Accuracy isn't improving much - since many images have multiple different objects, it's going to be impossible to be that accurate.

In [None]:
learn.fit(lrs/5, 1, cycle_len=2)

In [None]:
learn.save('clas_one')

In [None]:
learn.load('clas_one')

In [None]:
x,y = next(iter(md.val_dl))
probs = F.softmax(predict_batch(learn.model, x), -1)
x,preds = to_np(x),to_np(probs)
preds = np.argmax(preds, -1)

You can use the python debugger `pdb` to step through code.

- `pdb.set_trace()` to set a breakpoint
- `%debug` magic to trace an error

Commands you need to know:

- s / n / c
- u / d
- p
- l

In [None]:
fig, axes = plt.subplots(3, 4, figsize=(12, 8))
for i,ax in enumerate(axes.flat):
    ima=md.val_ds.denorm(x)[i]
    b = md.classes[preds[i]]
    ax = show_img(ima, ax=ax)
    draw_text(ax, (0,0), b)
plt.tight_layout()

It's doing a pretty good job of classifying the largest object!

## Bbox only

Now we'll try to find the bounding box of the largest object.
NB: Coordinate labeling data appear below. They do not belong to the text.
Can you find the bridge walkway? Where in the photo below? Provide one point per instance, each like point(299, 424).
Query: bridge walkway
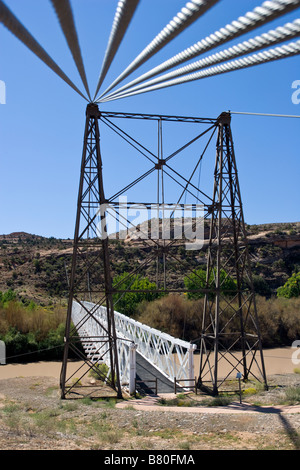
point(146, 375)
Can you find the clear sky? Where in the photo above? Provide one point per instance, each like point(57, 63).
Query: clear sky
point(42, 122)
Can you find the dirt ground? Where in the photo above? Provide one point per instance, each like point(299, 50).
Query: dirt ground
point(33, 417)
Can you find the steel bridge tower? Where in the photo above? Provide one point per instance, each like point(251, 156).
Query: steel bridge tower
point(90, 278)
point(228, 330)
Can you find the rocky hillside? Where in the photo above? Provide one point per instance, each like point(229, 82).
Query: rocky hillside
point(37, 267)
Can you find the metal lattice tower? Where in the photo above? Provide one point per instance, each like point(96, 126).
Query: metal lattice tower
point(229, 320)
point(229, 303)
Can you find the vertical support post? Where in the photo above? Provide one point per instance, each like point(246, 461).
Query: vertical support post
point(2, 353)
point(90, 277)
point(191, 361)
point(132, 368)
point(229, 322)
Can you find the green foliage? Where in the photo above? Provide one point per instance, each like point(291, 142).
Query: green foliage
point(291, 288)
point(142, 289)
point(30, 331)
point(196, 284)
point(7, 296)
This is simply a regression with 4 outputs. So we can use a CSV with multiple 'labels'.

In [None]:
BB_CSV = PATH/'tmp/bb.csv'

In [None]:
bb = np.array([trn_lrg_anno[o][0] for o in trn_ids])
bbs = [' '.join(str(p) for p in o) for o in bb]

df = pd.DataFrame({'fn': [trn_fns[o] for o in trn_ids], 'bbox': bbs}, columns=['fn','bbox'])
df.to_csv(BB_CSV, index=False)

In [None]:
BB_CSV.open().readlines()[:5]

In [None]:
f_model=resnet34
sz=224
bs=64

Set `continuous=True` to tell fastai this is a regression problem, which means it won't one-hot encode the labels, and will use MSE as the default crit.
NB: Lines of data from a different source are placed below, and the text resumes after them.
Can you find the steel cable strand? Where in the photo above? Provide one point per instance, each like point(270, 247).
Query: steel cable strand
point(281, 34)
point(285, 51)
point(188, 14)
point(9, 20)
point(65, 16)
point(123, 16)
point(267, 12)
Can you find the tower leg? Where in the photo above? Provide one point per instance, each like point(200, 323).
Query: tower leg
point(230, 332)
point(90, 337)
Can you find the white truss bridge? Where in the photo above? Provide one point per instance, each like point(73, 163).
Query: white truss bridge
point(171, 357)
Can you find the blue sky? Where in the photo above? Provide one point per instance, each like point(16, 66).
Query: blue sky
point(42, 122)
Note that we have to tell the transforms constructor that our labels are coordinates, so that it can handle the transforms correctly.
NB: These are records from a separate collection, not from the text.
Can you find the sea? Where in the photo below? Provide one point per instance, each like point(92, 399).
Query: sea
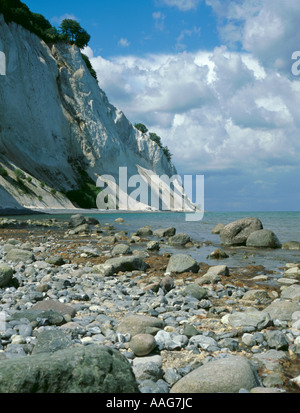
point(286, 225)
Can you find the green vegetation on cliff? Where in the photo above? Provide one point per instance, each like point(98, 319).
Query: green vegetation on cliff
point(70, 31)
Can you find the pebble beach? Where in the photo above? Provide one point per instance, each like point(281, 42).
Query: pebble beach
point(163, 321)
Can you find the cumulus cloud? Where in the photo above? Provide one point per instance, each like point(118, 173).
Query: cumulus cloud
point(231, 114)
point(183, 5)
point(159, 19)
point(124, 42)
point(214, 109)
Also, we use CropType.NO because we want to 'squish' the rectangular images into squares, rather than center cropping, so that we don't accidentally crop out some of the objects. (This is less of an issue in something like imagenet, where there is a single object to classify, and it's generally large and centrally located).

In [None]:
augs = [RandomFlip(), 
        RandomRotate(30),
        RandomLighting(0.1,0.1)]

In [None]:
tfms = tfms_from_model(f_model, sz, crop_type=CropType.NO, aug_tfms=augs)
md = ImageClassifierData.from_csv(PATH, JPEGS, BB_CSV, tfms=tfms, continuous=True, bs=4)

In [None]:
idx=3
fig,axes = plt.subplots(3,3, figsize=(9,9))
for i,ax in enumerate(axes.flat):
    x,y=next(iter(md.aug_dl))
    ima=md.val_ds.denorm(to_np(x))[idx]
    b = bb_hw(to_np(y[idx]))
    print(b)
    show_img(ima, ax=ax)
    draw_rect(ax, b)

In [None]:
augs = [RandomFlip(tfm_y=TfmType.COORD),
        RandomRotate(30, tfm_y=TfmType.COORD),
        RandomLighting(0.1,0.1, tfm_y=TfmType.COORD)]

In [None]:
tfms = tfms_from_model(f_model, sz, crop_type=CropType.NO, tfm_y=TfmType.COORD, aug_tfms=augs)
md = ImageClassifierData.from_csv(PATH, JPEGS, BB_CSV, tfms=tfms, continuous=True, bs=4)

In [None]:
idx=3
fig,axes = plt.subplots(3,3, figsize=(9,9))
for i,ax in enumerate(axes.flat):
    x,y=next(iter(md.aug_dl))
    ima=md.val_ds.denorm(to_np(x))[idx]
    b = bb_hw(to_np(y[idx]))
    print(b)
    show_img(ima, ax=ax)
    draw_rect(ax, b)

In [None]:
tfm_y = TfmType.COORD
augs = [RandomFlip(tfm_y=tfm_y),
        RandomRotate(3, p=0.5, tfm_y=tfm_y),
        RandomLighting(0.05,0.05, tfm_y=tfm_y)]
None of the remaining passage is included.